She'd been on the road almost three weeks, she said. The worst
part was the food--all sugar, starches and meat, exactly the
opposite of the fresh vegetables and fruits she always craved.
Soda, bad coffee, no decent tea. The shelters were more crowded
than usual, the result of a bitter cold snap in the Northeast.
The first week or so she spent in Rhode Island as "Aly," a
contraction of her first name she'd invented as part of her
"homeless" identity. Had she gone to Episcopal churches? Yes,
she chuckled, and no one recognized her--not even her clergy.
She told of getting the cold shoulder from most parishioners at
coffee hour, of the surprise she felt at being greeted by
someone she wouldn't have expected to give her a second glance.
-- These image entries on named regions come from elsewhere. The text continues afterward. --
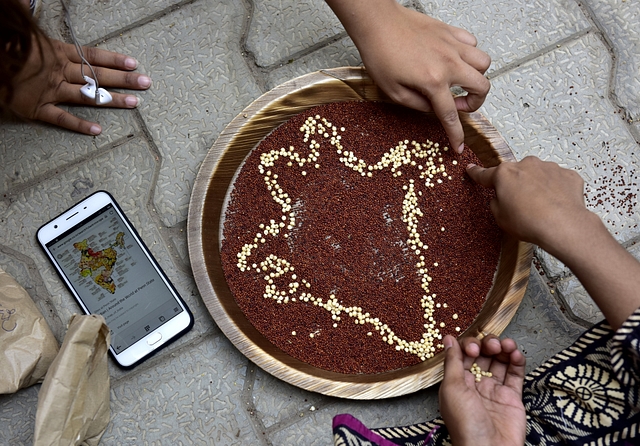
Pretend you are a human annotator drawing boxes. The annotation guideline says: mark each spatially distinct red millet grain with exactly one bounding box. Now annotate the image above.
[221,102,501,374]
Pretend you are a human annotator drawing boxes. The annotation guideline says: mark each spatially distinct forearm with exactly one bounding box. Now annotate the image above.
[540,211,640,329]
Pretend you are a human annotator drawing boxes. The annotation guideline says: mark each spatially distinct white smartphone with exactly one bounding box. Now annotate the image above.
[37,191,193,368]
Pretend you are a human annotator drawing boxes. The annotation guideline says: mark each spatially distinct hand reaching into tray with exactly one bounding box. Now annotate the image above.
[327,0,491,153]
[467,156,640,330]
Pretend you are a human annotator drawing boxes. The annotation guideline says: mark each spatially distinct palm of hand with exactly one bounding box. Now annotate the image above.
[456,373,526,446]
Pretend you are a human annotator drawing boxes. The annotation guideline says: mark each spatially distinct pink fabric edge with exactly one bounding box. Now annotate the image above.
[333,413,398,446]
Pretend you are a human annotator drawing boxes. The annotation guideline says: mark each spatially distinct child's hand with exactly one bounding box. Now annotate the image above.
[9,36,151,135]
[440,336,527,446]
[327,0,491,152]
[467,156,591,256]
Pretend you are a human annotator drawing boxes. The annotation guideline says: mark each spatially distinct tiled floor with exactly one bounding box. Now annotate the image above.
[0,0,640,445]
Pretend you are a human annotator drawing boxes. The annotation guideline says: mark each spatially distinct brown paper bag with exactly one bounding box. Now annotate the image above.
[33,315,111,446]
[0,269,58,394]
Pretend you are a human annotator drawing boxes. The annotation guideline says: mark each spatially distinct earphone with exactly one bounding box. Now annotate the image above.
[60,0,113,105]
[80,75,113,105]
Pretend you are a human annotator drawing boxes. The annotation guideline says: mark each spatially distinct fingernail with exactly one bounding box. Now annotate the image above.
[442,336,453,351]
[124,96,140,107]
[124,57,138,70]
[138,76,151,88]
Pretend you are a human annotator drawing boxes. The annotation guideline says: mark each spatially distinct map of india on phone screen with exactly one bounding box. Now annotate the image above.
[47,204,184,353]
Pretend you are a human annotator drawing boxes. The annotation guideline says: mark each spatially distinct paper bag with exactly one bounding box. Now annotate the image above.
[33,315,111,446]
[0,269,58,394]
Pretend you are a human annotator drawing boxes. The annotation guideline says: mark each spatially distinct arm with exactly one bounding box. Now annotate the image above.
[467,157,640,330]
[440,335,527,446]
[327,0,491,152]
[8,35,151,135]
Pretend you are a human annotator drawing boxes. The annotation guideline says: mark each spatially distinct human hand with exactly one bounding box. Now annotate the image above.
[9,35,151,135]
[440,335,527,446]
[327,0,491,153]
[467,156,591,256]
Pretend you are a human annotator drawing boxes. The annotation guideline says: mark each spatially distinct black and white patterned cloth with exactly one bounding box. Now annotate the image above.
[333,309,640,446]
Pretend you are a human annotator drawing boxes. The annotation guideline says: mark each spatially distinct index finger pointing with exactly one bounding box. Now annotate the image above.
[467,164,495,189]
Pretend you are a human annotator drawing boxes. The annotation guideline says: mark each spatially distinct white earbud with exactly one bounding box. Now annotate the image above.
[96,88,113,105]
[80,76,113,105]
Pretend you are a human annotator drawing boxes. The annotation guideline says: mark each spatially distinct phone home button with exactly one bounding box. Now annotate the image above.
[147,332,162,345]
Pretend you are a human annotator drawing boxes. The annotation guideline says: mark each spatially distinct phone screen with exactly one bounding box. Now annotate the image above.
[46,204,184,354]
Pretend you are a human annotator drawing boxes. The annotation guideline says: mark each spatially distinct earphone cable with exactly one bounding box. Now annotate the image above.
[60,0,100,90]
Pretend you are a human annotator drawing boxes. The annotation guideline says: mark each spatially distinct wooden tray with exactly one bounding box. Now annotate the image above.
[188,67,532,399]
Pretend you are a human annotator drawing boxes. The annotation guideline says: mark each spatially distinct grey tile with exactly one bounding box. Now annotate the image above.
[100,337,256,445]
[481,34,640,277]
[267,37,362,89]
[420,0,591,72]
[584,0,640,121]
[0,384,40,446]
[39,0,185,43]
[108,0,261,226]
[247,0,344,67]
[556,276,604,324]
[0,107,138,194]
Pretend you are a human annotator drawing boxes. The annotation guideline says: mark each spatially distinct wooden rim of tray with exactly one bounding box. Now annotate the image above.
[187,67,533,399]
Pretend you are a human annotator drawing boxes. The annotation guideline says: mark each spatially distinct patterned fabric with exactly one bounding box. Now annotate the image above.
[333,309,640,446]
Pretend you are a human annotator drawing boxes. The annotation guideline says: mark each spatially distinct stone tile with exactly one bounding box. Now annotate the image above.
[247,0,344,67]
[100,336,252,446]
[502,271,585,373]
[246,0,410,71]
[557,231,640,324]
[0,107,139,194]
[107,0,261,226]
[251,364,327,428]
[556,276,604,324]
[0,384,40,446]
[419,0,591,72]
[0,245,67,343]
[266,37,362,90]
[584,0,640,121]
[481,34,640,277]
[51,0,185,43]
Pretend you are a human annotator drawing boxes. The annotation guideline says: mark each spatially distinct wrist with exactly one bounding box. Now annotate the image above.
[536,209,615,268]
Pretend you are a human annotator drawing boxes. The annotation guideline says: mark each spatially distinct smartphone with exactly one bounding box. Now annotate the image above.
[37,191,193,368]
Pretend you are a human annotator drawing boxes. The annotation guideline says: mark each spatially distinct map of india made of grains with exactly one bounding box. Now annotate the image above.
[221,102,501,373]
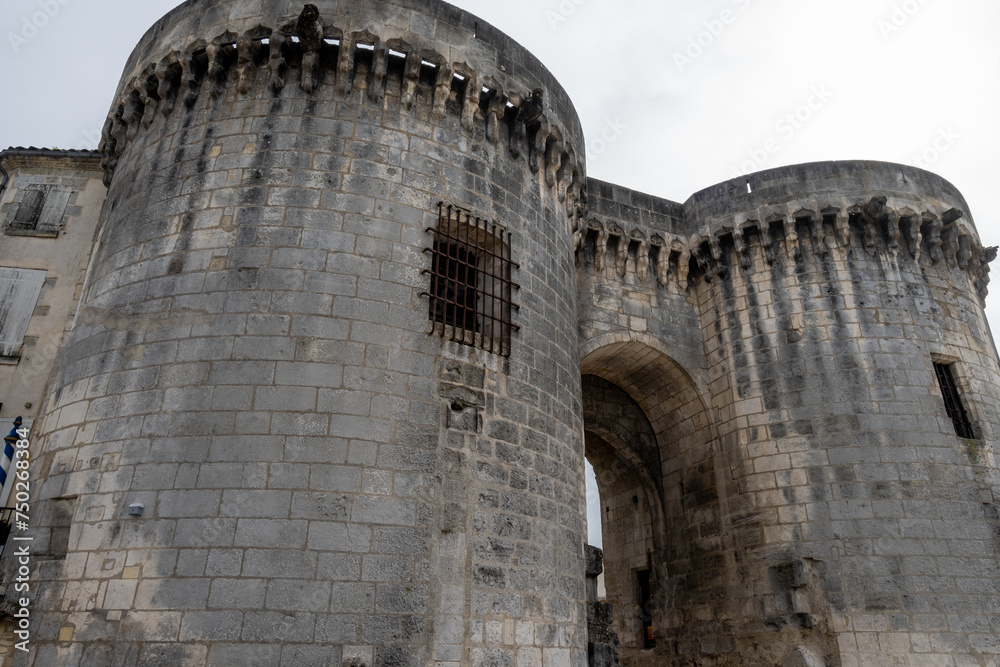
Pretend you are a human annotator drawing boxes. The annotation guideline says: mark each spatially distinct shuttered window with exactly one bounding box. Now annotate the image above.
[0,268,45,358]
[9,185,72,235]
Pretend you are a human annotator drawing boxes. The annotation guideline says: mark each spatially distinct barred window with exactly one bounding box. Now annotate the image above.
[934,362,976,439]
[424,203,520,357]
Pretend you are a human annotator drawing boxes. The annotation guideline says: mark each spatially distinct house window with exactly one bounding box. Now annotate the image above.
[934,362,976,439]
[0,268,45,363]
[424,203,520,357]
[4,184,72,236]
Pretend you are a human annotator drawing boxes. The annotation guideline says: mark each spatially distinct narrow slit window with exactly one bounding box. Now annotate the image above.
[635,570,656,649]
[424,203,519,357]
[934,363,976,439]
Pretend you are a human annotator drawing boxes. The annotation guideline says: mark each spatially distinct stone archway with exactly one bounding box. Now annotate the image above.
[581,335,724,665]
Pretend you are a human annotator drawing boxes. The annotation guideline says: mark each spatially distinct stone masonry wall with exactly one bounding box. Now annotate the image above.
[689,163,1000,666]
[30,2,586,667]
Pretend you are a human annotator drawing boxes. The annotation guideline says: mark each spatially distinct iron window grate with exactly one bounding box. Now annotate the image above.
[934,363,975,439]
[422,202,520,357]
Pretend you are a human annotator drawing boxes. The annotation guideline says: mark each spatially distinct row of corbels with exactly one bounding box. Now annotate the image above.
[573,218,692,289]
[101,5,586,217]
[574,196,998,299]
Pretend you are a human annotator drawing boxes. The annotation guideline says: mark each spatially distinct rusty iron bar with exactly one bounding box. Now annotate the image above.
[421,202,521,357]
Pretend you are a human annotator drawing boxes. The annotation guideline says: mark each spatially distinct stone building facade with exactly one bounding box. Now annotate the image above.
[11,0,1000,667]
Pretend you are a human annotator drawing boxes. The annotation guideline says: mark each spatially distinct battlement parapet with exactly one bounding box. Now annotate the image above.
[575,161,997,300]
[100,0,586,219]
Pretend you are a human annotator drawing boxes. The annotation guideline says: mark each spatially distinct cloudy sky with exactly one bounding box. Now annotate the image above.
[0,0,1000,548]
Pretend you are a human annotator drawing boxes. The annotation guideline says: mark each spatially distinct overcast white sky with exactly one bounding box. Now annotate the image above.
[0,0,1000,548]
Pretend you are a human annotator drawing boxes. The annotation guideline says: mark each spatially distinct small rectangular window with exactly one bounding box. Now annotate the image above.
[0,268,45,362]
[10,186,48,229]
[5,184,73,237]
[934,362,975,439]
[423,203,520,357]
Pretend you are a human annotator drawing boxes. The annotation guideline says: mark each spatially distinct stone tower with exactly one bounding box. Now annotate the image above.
[17,0,1000,667]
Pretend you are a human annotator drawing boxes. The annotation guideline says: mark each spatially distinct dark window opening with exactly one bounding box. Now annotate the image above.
[431,241,479,332]
[424,204,520,357]
[635,570,656,649]
[934,363,976,439]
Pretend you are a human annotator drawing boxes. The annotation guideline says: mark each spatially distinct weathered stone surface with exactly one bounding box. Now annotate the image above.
[11,0,1000,667]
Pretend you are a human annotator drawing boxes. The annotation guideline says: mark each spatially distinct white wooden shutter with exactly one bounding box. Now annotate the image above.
[0,268,45,357]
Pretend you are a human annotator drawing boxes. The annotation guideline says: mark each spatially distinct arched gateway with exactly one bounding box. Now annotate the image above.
[22,0,1000,667]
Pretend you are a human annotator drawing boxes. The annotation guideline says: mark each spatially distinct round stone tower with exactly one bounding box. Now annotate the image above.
[666,162,1000,665]
[28,0,586,667]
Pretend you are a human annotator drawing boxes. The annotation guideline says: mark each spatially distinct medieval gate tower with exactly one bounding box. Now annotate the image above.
[21,0,1000,667]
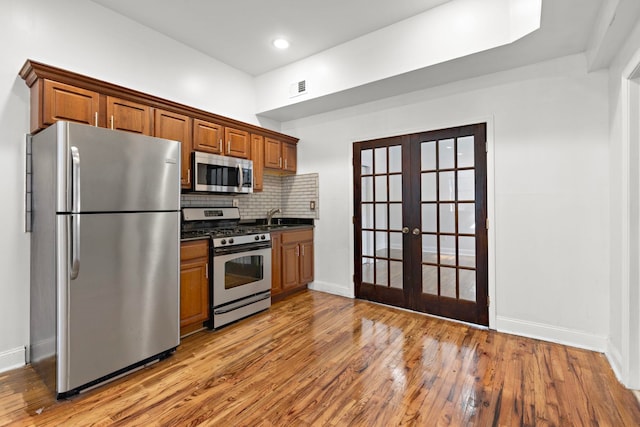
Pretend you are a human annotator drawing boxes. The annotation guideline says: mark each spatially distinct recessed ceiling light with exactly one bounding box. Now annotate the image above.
[273,39,289,49]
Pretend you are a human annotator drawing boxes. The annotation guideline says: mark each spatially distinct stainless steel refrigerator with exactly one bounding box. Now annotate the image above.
[29,122,180,398]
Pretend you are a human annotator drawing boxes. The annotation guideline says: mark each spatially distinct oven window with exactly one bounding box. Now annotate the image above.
[224,255,264,289]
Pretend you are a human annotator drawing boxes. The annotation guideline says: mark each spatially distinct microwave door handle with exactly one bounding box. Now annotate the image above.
[238,165,244,188]
[71,146,80,280]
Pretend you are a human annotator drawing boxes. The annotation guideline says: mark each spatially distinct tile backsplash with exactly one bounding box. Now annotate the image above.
[181,173,320,219]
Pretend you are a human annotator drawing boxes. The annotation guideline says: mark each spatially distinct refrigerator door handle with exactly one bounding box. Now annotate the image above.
[71,146,80,280]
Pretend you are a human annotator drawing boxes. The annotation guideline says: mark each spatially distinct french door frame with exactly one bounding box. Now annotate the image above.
[353,122,495,326]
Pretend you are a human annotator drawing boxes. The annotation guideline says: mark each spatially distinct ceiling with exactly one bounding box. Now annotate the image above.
[93,0,450,76]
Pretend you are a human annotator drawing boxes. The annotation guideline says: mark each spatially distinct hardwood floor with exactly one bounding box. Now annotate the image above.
[0,291,640,426]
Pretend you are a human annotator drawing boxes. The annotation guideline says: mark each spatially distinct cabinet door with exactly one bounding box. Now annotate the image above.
[282,143,298,172]
[251,135,264,191]
[264,138,282,169]
[180,258,209,332]
[224,128,251,159]
[193,119,224,154]
[282,243,300,290]
[300,242,313,284]
[153,110,191,188]
[107,96,151,135]
[271,233,282,295]
[42,80,100,126]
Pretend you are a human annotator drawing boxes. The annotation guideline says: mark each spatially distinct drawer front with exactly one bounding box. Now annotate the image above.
[282,228,313,245]
[180,239,209,261]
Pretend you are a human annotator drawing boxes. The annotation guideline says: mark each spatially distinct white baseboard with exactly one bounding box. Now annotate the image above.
[604,341,624,384]
[0,347,25,372]
[308,280,355,298]
[496,316,607,353]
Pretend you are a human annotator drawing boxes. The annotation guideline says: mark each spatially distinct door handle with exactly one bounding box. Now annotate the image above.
[70,147,80,280]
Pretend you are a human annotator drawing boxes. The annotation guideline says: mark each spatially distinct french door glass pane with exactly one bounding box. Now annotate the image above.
[361,176,373,202]
[440,236,456,265]
[375,259,389,286]
[458,236,476,267]
[389,145,402,173]
[438,172,456,201]
[438,139,455,169]
[421,173,438,202]
[458,203,476,234]
[458,169,476,200]
[389,175,402,202]
[362,203,373,228]
[360,150,373,171]
[440,267,456,298]
[458,269,476,301]
[458,136,474,168]
[421,141,436,171]
[376,203,388,230]
[376,175,387,202]
[440,203,456,233]
[362,231,375,256]
[373,147,387,175]
[422,234,438,264]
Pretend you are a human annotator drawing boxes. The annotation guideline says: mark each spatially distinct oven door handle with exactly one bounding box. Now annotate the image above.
[213,241,271,256]
[213,291,271,314]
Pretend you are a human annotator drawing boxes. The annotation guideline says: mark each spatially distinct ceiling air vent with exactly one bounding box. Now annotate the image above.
[289,80,307,98]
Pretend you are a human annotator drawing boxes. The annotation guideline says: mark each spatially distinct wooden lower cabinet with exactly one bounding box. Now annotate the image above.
[271,229,313,300]
[180,240,209,336]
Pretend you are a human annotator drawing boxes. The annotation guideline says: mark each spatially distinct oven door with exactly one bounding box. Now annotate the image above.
[193,152,253,193]
[212,244,271,307]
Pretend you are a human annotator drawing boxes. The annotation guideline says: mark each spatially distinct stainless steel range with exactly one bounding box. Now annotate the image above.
[182,207,271,329]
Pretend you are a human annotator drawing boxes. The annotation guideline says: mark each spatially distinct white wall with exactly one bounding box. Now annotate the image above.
[282,55,610,351]
[0,0,257,371]
[607,19,640,389]
[256,0,541,112]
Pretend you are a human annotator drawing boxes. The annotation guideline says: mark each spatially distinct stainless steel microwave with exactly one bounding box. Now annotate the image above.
[192,151,253,193]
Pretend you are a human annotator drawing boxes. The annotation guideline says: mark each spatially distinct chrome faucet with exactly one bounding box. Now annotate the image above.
[267,208,281,225]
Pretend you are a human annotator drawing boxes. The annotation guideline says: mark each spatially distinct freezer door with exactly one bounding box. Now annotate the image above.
[43,122,180,212]
[57,212,180,393]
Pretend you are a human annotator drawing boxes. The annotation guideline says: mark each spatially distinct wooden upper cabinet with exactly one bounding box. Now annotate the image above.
[41,79,100,131]
[193,119,224,154]
[264,138,282,169]
[282,143,298,173]
[251,135,264,191]
[153,109,191,188]
[107,96,151,135]
[224,127,251,159]
[264,138,298,173]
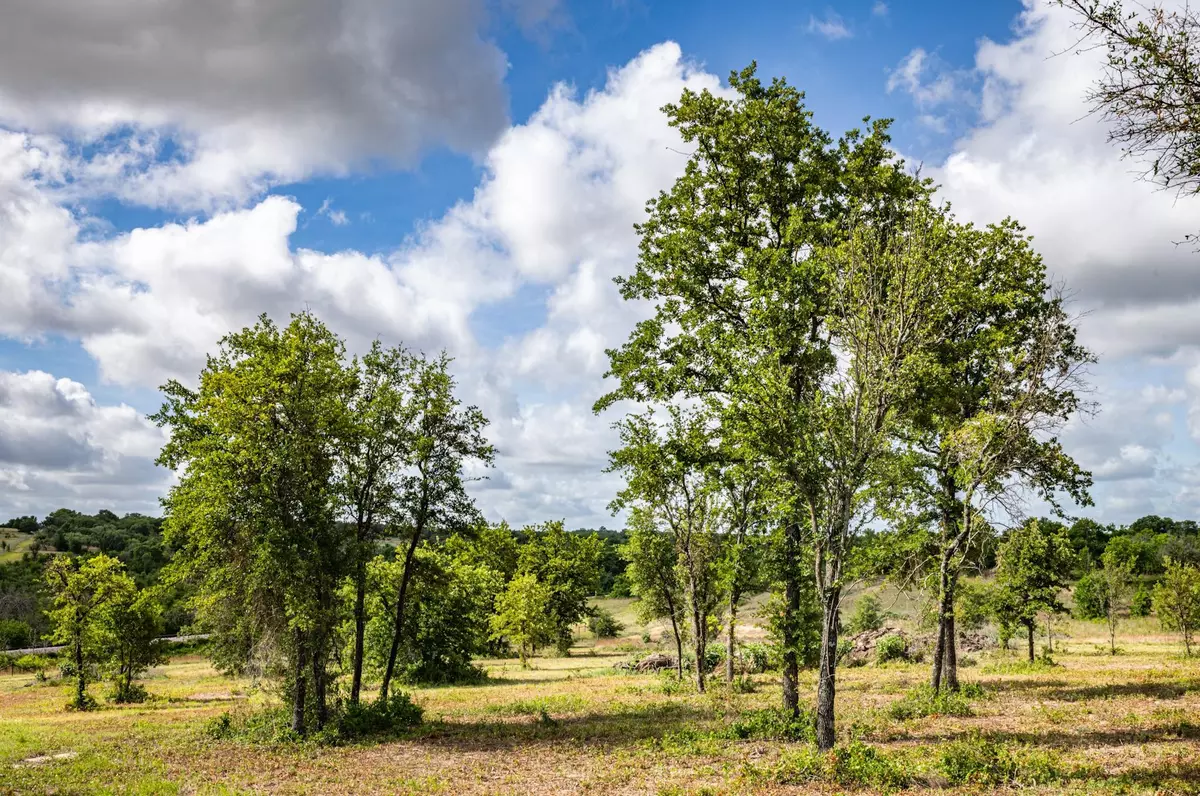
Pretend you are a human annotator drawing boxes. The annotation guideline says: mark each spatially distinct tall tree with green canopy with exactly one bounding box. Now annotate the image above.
[620,516,684,680]
[517,520,604,656]
[996,520,1075,663]
[902,221,1094,690]
[46,553,136,711]
[596,65,929,747]
[379,353,494,702]
[155,312,358,735]
[608,406,724,692]
[341,341,419,702]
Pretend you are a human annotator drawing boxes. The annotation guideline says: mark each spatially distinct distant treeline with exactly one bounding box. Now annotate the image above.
[0,508,629,650]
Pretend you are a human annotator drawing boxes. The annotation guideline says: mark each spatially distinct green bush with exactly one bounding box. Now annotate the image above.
[1129,583,1154,616]
[850,594,883,633]
[772,741,912,792]
[1073,570,1108,620]
[0,620,34,650]
[888,683,983,720]
[588,608,625,639]
[954,582,994,630]
[940,735,1064,785]
[335,692,424,741]
[738,642,770,675]
[875,635,908,664]
[728,707,817,743]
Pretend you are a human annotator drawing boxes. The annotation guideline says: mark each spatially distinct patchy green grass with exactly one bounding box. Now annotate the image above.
[7,614,1200,795]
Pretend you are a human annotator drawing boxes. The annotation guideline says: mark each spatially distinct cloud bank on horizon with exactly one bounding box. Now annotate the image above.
[0,0,1200,526]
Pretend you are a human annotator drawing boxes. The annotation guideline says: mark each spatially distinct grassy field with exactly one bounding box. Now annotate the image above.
[0,528,34,564]
[0,600,1200,794]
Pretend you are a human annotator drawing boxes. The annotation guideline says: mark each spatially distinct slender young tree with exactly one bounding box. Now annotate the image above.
[341,341,416,704]
[155,312,358,735]
[620,516,685,680]
[1100,549,1136,656]
[608,406,724,692]
[379,353,494,701]
[996,520,1075,663]
[596,65,929,744]
[46,553,129,711]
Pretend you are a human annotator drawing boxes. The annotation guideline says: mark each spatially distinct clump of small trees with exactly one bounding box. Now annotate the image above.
[46,553,166,711]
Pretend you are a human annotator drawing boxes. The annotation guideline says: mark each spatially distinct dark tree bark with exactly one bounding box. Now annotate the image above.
[292,630,308,736]
[725,592,738,683]
[816,586,841,752]
[350,553,367,705]
[781,522,800,718]
[379,529,421,702]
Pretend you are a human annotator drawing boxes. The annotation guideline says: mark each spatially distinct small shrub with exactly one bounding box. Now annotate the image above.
[1129,583,1154,616]
[1073,570,1109,620]
[772,741,912,791]
[104,683,150,705]
[738,644,770,675]
[888,683,983,720]
[727,707,816,743]
[875,635,908,664]
[940,735,1064,785]
[850,594,883,633]
[588,608,625,639]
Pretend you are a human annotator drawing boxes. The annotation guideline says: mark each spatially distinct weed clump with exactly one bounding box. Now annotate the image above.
[888,683,983,720]
[940,735,1066,785]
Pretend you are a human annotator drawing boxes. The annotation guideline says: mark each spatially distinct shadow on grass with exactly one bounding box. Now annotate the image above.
[919,720,1200,753]
[402,702,718,750]
[1044,680,1200,702]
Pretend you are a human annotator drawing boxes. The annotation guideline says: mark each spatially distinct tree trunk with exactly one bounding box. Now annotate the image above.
[817,586,841,752]
[350,552,367,705]
[292,630,308,736]
[943,609,959,692]
[725,594,738,683]
[780,521,800,718]
[311,632,329,730]
[668,605,683,682]
[379,531,421,702]
[73,635,88,708]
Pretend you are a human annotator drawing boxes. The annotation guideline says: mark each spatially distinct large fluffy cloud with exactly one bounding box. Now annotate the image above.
[0,0,557,207]
[0,371,168,514]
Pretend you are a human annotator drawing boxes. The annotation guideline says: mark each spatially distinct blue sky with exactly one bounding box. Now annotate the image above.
[0,0,1200,526]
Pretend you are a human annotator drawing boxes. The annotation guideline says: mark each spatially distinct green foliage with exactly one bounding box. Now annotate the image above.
[491,574,558,666]
[995,520,1075,659]
[954,581,995,632]
[772,741,913,792]
[588,608,625,639]
[1153,559,1200,656]
[517,521,602,656]
[940,735,1066,786]
[1072,569,1109,620]
[1129,582,1154,616]
[367,545,503,684]
[155,312,358,732]
[875,634,908,664]
[106,589,167,702]
[888,683,983,720]
[728,707,816,743]
[847,594,883,633]
[0,620,34,650]
[334,692,424,741]
[46,553,137,711]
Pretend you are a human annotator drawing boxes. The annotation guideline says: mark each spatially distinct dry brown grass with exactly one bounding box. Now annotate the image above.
[0,612,1200,794]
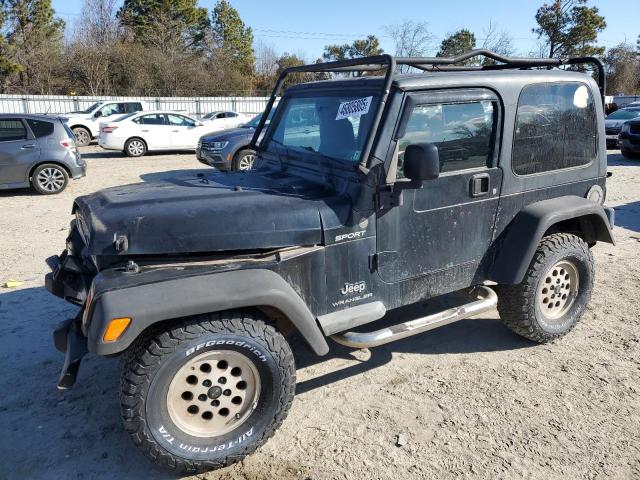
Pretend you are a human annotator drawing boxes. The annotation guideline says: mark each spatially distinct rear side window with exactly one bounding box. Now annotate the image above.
[397,100,497,178]
[27,119,54,138]
[511,82,597,175]
[0,118,27,142]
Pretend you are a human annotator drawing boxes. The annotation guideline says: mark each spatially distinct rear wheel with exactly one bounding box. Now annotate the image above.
[233,149,256,172]
[120,311,295,473]
[31,163,69,195]
[498,233,594,343]
[124,138,147,157]
[72,127,91,147]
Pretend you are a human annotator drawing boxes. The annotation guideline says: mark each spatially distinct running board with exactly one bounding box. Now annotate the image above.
[331,286,498,348]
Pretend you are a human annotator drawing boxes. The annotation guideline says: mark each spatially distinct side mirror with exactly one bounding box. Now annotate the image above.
[404,143,440,182]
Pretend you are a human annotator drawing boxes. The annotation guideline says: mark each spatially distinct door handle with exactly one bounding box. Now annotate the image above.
[469,173,491,197]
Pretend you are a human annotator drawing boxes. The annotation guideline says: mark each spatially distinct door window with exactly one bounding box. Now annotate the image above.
[0,118,27,142]
[167,115,196,127]
[27,119,54,138]
[397,100,498,178]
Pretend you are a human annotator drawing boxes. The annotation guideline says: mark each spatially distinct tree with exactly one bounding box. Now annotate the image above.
[212,0,255,75]
[0,3,22,92]
[480,21,515,65]
[604,42,640,95]
[436,28,477,65]
[118,0,210,52]
[533,0,607,58]
[385,20,434,72]
[3,0,64,94]
[322,35,383,61]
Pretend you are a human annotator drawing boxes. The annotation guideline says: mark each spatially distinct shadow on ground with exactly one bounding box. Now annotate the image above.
[0,287,531,479]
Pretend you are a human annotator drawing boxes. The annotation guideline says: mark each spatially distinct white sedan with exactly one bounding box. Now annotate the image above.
[98,111,212,157]
[201,111,253,132]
Then she'd hopped a bus: to Boston, New York, Philadelphia,
always staying in shelters, eating at soup kitchens, visiting
churches--mostly Episcopal, but other denominations too. She
felt conflicted about how she was treated, keenly aware that in
her real life as a bishop, she too had been complicit in
ignoring the poor.
"You wanna see my journal?" she offered, pulling the small book
out of her backpack. The words and sketches spilled unevenly
across the pages, stories of real human beings struggling with
addictions and temptations that are foreign to the daily lives
of Episcopal bishops, trying to negotiate a system seemingly
designed to meet the needs of those doing the providing, rather
than those for whom help was provided.
But was it hard not to be a priest, a bishop, even for a little
while--to be the one helped rather than the one helping? "At
some level, we are all homeless," she said.
A blessing
What did she plan to do with what she was learning? Her eyes
brightened. She had plans. She wanted to investigate a
microcredit program, like the Five Talents program that Bishop
Simon Chiwanga was part of in Africa, something that would
provide the homeless of Rhode Island with a way to start earning
money for themselves.
There were smart people on the streets, she said, talented
people whose lives and abilities were being wasted. You couldn't
expect them to pull themselves up by the bootstraps when they
didn't even have the boots. Next month she'd go to Honduras,
check it out, maybe take a couple of her homeless friends with
her.
We shared a little church news: meetings, decisions, the
upcoming General Convention. She inked my cell phone number
along with the others she'd put on the inside waistband of her
heavy wool trousers--just in case.
Then she had to go, to catch a bus to Boston. I asked for a
blessing from my bishop. And a homeless woman laid hands on my
head and prayed for me in Jesus' name.
------
--The Rev. Jan Nunley is deputy director of Episcopal News
Service. She was ordained and is canonically resident in the
Diocese of Rhode Island, and served as its diocesan
communications director from 1997-2000.